Orla had three children.
My Uncle Jack.
My Aunt Vicky.
And my father, Frank.
Between Jack and Frank, the family tree exploded.
Frank had twelve children.
Ten boys and two girls.
Jack had twelve children too.
Ten girls and two boys.
Even now it seems impossible.
Somehow the universe balanced itself out.
Then Grandma fell and broke her hip.
At the time, I didn't understand how significant that moment would become.
I was a kid.
The fall was just another adult problem happening somewhere in the background of my life.
The adults knew better.
They understood what it meant.
Grandma could no longer safely live alone.
Suddenly difficult questions needed answers.
What should happen next?
Who could help?
What was best for Grandma?
I remember hearing conversations between my father, Uncle Jack, and Aunt Vicky.
Not arguments.
At least not that I remember.
What I remember was concern.
Worry.
Adults trying to figure out how to care for someone they loved.
Children hear more than adults realize.
Most of it drifts away.
Some of it stays.
I remember understanding that something important was happening, even if I didn't understand the details.
Eventually Grandma moved in with Aunt Vicky and her family.
What may have started as a temporary solution became years.
For some of my cousins, those years became part of everyday life.
They knew Orla in ways I never did.
They shared meals with her.
Helped care for her.
Spent ordinary days with her.
They knew the woman behind the title of Grandma.
My experience was different.
I still thought of Grandma mostly through visits and holidays.
The stale candy.
The little silver Christmas tree.
The familiar house.
Then later, everything changed again.
Grandma moved in with us.
Looking back, that may have been one of the biggest changes of my childhood.
When you're one of twelve children, attention is already a limited resource.
There is always another kid who needs something.
Another argument.
Another scraped knee.
Another problem waiting to be solved.
Then suddenly Grandma became the person who needed the most care.
My mother's life changed.
And because my mother's life changed, ours did too.
The woman who had spent years caring for children was now caring for her own mother.
At the time I didn't understand the responsibility.
I didn't understand the sacrifice.
I didn't understand how exhausting it must have been.
I only knew that Mom seemed different.
Busier.
More focused.
Less available.
Not because she loved us less.
Because Grandma needed her more.
Today that seems obvious.
As a child, it was simply the new normal.
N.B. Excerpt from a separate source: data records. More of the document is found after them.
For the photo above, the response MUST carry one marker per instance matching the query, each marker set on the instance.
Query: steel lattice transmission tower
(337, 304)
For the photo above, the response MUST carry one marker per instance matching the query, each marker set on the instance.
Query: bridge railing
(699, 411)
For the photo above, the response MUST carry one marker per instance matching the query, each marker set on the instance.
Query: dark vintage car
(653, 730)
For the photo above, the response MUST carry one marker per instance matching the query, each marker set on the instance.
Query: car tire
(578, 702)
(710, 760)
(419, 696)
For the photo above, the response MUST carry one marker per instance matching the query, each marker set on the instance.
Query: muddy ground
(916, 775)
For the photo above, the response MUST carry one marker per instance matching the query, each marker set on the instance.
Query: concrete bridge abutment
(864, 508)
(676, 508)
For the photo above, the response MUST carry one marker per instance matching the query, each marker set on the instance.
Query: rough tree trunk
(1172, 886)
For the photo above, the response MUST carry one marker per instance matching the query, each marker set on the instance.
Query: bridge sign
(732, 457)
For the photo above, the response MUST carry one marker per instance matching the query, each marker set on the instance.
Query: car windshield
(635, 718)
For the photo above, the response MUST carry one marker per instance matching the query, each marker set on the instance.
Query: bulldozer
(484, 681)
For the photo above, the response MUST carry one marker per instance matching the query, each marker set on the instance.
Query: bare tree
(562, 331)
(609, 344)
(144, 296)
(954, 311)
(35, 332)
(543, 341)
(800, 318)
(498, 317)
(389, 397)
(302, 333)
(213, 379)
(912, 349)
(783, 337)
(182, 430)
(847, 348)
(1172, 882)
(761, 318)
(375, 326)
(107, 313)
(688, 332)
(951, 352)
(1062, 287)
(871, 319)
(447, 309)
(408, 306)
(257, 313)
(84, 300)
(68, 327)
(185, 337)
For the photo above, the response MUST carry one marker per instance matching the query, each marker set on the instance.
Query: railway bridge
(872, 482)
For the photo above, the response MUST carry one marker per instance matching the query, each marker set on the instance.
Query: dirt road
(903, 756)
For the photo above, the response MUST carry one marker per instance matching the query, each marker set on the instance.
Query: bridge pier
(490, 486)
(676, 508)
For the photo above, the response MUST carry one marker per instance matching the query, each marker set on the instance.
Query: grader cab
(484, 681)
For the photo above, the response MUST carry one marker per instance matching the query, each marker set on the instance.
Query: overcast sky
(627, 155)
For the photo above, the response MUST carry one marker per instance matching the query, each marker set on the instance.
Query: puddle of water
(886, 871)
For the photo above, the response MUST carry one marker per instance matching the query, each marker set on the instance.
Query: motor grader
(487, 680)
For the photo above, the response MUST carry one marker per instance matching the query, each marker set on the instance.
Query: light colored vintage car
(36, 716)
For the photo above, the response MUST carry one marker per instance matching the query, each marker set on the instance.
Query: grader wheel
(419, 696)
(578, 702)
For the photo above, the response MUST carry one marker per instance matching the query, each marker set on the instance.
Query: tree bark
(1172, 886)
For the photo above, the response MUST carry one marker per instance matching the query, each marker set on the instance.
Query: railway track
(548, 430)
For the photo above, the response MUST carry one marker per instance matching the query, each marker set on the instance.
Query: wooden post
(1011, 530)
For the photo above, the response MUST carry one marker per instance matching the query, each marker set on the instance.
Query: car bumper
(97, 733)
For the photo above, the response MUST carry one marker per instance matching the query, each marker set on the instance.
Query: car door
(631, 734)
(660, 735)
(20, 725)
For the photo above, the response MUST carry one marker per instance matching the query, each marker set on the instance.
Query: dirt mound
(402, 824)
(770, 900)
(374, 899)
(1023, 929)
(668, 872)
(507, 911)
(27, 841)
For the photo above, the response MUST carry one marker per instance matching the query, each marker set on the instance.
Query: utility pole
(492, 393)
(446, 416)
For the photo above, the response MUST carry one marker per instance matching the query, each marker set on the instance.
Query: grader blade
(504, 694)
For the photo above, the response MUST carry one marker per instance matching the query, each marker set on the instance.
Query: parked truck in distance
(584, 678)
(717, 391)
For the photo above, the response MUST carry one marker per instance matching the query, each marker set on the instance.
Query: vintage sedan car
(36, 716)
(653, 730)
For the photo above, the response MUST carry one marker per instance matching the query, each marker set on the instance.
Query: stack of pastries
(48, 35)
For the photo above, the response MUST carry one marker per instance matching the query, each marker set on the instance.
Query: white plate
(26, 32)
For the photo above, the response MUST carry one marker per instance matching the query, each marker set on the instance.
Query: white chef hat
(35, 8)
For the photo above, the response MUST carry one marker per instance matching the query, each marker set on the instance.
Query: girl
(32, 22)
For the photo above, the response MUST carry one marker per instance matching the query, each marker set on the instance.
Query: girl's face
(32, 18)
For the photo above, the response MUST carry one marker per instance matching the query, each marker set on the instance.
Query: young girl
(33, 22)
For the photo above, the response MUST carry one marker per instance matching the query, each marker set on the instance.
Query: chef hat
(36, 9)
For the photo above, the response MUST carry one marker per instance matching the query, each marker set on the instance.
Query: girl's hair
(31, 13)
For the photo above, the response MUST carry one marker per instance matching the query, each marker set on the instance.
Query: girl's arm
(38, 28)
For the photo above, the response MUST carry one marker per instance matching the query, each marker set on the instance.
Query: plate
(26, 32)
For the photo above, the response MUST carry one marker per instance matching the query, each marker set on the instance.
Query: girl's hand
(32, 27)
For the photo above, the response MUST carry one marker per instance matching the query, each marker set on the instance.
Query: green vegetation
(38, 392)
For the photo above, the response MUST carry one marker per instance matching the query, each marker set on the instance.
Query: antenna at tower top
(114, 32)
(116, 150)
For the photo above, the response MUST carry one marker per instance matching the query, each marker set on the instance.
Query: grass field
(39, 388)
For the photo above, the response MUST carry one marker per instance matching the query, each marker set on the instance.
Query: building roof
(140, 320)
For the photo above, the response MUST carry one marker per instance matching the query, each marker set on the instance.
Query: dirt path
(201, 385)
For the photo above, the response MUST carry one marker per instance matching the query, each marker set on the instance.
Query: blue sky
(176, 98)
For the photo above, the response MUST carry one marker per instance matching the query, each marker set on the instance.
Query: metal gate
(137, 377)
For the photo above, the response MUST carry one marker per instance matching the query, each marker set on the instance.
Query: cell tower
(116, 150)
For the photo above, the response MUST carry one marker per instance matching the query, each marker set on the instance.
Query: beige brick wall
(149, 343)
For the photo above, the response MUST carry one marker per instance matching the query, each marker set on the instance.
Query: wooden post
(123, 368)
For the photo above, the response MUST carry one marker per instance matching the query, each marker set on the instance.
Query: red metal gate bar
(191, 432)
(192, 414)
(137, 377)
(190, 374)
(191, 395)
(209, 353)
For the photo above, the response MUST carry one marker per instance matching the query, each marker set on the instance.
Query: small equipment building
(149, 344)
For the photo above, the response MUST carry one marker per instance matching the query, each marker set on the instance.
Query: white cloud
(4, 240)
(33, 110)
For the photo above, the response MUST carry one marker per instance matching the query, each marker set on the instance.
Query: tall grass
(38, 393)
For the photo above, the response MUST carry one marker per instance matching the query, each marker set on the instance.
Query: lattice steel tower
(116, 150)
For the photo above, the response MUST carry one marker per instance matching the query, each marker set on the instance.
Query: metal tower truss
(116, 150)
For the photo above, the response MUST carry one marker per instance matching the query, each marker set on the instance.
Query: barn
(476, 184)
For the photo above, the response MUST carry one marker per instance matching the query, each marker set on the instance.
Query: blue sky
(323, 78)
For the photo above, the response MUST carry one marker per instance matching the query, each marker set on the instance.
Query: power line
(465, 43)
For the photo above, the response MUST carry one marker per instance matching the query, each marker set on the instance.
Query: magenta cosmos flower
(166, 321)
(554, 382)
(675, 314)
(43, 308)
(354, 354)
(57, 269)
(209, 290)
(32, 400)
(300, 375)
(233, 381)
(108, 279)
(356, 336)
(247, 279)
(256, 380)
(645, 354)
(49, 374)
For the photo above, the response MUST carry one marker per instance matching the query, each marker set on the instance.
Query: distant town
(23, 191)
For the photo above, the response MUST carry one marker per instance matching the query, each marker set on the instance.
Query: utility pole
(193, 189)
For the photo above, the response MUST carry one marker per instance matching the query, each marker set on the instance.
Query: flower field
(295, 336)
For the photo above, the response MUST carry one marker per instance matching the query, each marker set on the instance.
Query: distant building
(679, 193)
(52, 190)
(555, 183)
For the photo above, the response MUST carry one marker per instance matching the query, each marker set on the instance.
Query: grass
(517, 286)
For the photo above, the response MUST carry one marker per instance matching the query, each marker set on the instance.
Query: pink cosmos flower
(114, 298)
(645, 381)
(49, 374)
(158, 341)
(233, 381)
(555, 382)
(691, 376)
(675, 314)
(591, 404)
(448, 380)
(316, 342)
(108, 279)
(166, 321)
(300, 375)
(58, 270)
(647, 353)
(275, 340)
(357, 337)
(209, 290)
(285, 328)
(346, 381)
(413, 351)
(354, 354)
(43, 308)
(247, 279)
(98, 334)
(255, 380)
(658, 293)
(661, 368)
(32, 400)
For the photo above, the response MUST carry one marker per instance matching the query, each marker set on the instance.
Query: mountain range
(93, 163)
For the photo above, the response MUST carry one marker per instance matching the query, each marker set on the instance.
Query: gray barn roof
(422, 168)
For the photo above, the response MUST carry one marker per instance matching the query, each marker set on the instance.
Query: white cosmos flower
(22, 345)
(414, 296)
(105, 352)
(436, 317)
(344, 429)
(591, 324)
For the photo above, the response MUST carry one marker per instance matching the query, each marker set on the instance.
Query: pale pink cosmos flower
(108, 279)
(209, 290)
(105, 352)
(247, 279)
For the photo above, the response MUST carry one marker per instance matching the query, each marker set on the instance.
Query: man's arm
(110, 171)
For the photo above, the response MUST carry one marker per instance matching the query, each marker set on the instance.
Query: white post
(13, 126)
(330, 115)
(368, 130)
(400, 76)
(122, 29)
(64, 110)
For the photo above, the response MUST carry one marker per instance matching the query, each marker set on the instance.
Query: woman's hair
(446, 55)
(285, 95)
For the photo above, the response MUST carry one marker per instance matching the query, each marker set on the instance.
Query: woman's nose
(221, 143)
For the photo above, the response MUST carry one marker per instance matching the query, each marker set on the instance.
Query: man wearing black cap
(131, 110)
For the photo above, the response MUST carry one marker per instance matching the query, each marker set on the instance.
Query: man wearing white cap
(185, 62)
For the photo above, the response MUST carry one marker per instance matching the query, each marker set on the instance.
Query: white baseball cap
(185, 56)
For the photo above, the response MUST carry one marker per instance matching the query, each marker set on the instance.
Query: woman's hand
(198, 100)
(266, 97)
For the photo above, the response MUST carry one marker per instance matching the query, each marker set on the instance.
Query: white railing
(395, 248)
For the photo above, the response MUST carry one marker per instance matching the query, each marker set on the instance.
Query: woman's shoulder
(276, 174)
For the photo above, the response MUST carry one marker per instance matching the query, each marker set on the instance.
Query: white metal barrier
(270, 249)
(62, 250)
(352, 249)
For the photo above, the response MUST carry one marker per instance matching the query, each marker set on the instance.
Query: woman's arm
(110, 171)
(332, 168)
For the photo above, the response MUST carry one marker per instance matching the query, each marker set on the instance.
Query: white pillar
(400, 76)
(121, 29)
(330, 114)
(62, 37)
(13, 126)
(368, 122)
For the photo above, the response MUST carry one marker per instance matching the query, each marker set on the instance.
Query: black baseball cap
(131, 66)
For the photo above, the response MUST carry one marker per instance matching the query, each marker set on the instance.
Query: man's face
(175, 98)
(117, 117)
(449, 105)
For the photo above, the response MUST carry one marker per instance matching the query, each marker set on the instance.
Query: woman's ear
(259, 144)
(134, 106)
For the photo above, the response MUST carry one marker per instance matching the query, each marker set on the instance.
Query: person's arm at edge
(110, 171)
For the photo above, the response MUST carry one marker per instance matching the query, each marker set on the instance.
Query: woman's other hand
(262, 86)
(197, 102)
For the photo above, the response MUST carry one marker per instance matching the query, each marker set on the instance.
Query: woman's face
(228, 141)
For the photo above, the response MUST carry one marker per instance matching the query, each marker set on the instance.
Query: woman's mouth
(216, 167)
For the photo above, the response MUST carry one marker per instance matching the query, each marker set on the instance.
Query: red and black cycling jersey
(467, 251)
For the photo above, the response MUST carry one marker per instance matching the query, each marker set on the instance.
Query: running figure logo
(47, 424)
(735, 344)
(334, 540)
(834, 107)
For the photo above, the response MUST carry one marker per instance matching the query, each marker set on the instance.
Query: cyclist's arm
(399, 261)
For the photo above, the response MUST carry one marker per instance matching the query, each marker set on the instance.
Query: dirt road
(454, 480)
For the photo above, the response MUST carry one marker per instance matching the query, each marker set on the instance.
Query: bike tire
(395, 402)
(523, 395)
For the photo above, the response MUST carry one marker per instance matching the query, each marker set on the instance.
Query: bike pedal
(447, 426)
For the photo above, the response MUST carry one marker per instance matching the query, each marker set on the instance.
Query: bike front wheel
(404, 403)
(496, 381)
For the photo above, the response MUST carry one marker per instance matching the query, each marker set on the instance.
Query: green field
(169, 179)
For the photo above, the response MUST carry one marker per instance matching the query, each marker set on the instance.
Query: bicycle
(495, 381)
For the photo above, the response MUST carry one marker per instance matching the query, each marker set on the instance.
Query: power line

Grandma wasn't someone we visited anymore.
She was simply there.
Part of the house.
Part of daily life.
Part of the background of my childhood.
The funny thing about memory is that we often assume our memories are the whole story.
They aren't.
They're only our piece of it.
My piece was Christmas visits.
A little silver tree.
Stale candy.
A grandmother who eventually became part of our household.
Other members of the family remember conversations.
Shared meals.
Doctor appointments.
Years spent helping care for her.
Daily life.
Neither memory is wrong.
They're simply different pieces of the same puzzle.
The older I get, the more I realize how much of every family story exists outside my own experience.
I knew Grandma Stanley.
Others knew Orla.
The woman.
The mother.
The grandmother.
The person who existed long before I arrived and long after I left the room.
What I understand now is that families do remarkable things when someone they love needs help.
There was no perfect answer.
No easy solution.
Just three siblings trying to figure out how to care for their mother.
Then doing the best they could.
When I think of Orla now, I still see the stale candy.
I still see the little silver Christmas tree.
Those memories will probably never leave me.
But I see something else too.
I see my father worrying.
I see Aunt Vicky opening her home.
I see my mother becoming a caregiver.
I see a family adjusting because that is what families do.
And I realize that some of the most important things happening around me were things I was too young to fully understand.
Perhaps that is the gift of growing older.
Realizing that our memories are not the whole story.
Only our part of it.
Orla Stanley.
A name I almost forgot.
A woman I never knew as well as I wish I had.
But a woman whose life touched far more people than I understood at the time.